Stepping into the ring, I was strong, tough, flexible and ready. I was at my prime, both in terms of my playing, strength of nerves while standing on the greatest stages of the world, and being able to handle the rigors and loneliness of a life on the road. Jason and our girls would meet me as often as we could manage – in London, Vienna, Paris, Prague, Florence – they have been more places than I can even remember. The concerts for me are both crystal clear and a wash of airplanes, trains, after-concert dinners, and bright lights. Writing a weekly column for the London-based music website Slipped Disk kept me feeling my life, processing as I went along.

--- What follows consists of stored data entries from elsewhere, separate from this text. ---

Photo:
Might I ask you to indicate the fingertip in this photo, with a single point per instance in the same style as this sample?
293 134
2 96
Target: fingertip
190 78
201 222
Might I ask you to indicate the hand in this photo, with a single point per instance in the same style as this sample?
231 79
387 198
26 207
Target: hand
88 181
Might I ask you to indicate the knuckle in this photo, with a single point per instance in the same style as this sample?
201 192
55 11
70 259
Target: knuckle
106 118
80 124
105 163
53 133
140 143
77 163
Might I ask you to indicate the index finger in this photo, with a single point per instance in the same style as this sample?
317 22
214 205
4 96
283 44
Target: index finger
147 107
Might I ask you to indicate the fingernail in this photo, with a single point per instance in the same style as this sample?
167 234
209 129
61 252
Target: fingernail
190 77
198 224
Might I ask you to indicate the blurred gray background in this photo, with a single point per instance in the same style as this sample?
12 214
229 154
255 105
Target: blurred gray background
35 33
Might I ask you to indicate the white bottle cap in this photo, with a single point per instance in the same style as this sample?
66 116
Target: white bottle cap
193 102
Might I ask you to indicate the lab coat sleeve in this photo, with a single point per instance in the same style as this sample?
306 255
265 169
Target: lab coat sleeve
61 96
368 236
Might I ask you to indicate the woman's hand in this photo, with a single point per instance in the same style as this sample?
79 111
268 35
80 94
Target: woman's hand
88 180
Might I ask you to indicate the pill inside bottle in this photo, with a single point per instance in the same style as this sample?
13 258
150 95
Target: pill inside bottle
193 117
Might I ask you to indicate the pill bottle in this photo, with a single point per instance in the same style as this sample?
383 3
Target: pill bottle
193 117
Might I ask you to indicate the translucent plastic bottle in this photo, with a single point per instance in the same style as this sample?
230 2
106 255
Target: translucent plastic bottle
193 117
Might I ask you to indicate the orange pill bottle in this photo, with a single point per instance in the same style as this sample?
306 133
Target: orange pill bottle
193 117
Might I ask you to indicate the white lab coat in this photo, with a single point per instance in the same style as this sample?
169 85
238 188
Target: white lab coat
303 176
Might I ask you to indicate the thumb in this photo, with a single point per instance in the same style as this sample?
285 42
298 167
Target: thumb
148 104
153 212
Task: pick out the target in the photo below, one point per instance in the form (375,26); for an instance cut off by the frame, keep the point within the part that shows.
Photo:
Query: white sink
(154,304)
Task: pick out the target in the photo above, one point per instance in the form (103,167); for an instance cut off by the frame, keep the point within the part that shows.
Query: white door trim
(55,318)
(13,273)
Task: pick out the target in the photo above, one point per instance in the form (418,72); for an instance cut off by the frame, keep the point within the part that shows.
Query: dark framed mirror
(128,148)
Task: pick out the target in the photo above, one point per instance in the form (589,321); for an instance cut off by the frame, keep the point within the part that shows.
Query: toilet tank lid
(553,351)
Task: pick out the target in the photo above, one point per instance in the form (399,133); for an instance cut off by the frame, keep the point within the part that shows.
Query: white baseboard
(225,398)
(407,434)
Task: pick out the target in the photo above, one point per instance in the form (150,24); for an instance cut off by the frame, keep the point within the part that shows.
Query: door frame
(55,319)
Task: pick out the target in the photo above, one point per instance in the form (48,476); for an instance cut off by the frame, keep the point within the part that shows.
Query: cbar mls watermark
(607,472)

And, when the last original member decided to retire 3 months ago, I realized that this was when my story would also change. Our girls have been in Germany for half their lives, Jason needs to begin his career again, we want to meet the cousins who have been born since we left – to know what it feels like to make a s’more over a campfire, looking up at the silhouette of a mountain range and covered by a blanket of stars. To be in the place that feels more like home than any place I have ever lived – a place that has the values and freedom I want my girls to grow up in. And that place is Oregon.